The American Dream
Posted October 10, 2005on:
Conchita is the proverbial immigrant who came to this country with no legal paper, one luggage and no knowledge of English. No, madam, she spoke no English and did not graduate from high school.
She learns English by watching TV.
She works for a while in a restaurant as a cook helper. She starts to clean houses on the side, as a second job (or a third, or a fourth). She soon realizes this is how she can make money and not by earning minimum wages at the restaurant! She gets a friend to print nice brochures for her : her name, her phone number and details on how well she will clean your house. She gets some phone calls. And some more and some more.
She is thirtyish, a round face, black hair and black eyes. She is short and sturdy. You can tell just by looking at her that she is what people call a Latina and that she has some Native American blood in her veins.
I met her when she left a leaflet under my door advertising her cleaning business. I know some people relish cleaning their own bathroom and find inner peace doing so, but unfortunately yours truly has not been blessed that way. Conchita comes to my house, cleans it and leaves it smelling like freshly squeezed lemon. Mmmmm….
Conchita is not the one doing the cleaning however. She has two employees, Maria and Pilar, doing it for her. These two barely speak English.

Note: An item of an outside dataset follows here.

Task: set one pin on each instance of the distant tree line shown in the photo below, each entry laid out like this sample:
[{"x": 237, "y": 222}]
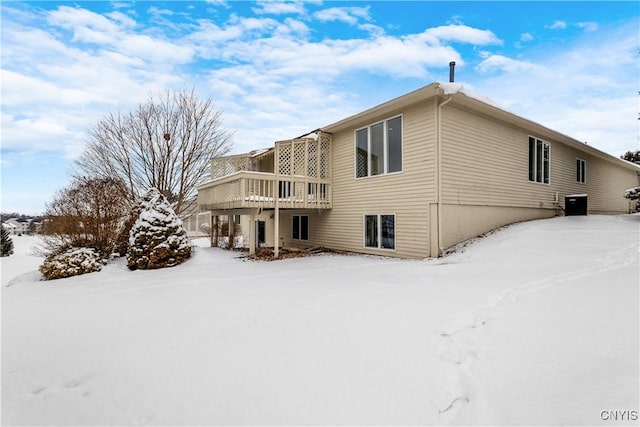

They are, as Americans say, “Johnny come latelies”. I am amazed that cleaning my house contributes to the livelihood of not one, but three ladies!
Conchita is now an American citizen, speaks fluent English, has seven cars dedicated to her business and people working for her. Her main work is managing them and doing customer service. She is also in the office cleaning business now. And she has acquired expensive special equipment to enter the lucrative carpet cleaning business. I expect her to tell me soon she is also in the windows cleaning business. Or the interior painting business. Or the plumbing business. (You get the drift.).
Conchita is building herself her dream house back home. Her husband flies home every three months or so to check on the huge construction (it involves a multifamily complex) project. In the mean time, she has bought herself a house in the American ‘burbs. There are some trees surrounding it but no white picket fence and no wrap-around porch. Her two sons attend the county’s public schools. They will likely go to college. The first generation in the family that will do so.
Ten years from now, I expect to see Maria and Pilar, each with their own thriving (cleaning, or painting, or cooking or whatever) business, speaking a fluent English, and having become American citizens !
The American Dream is alive and well : Conchita makes me a believer.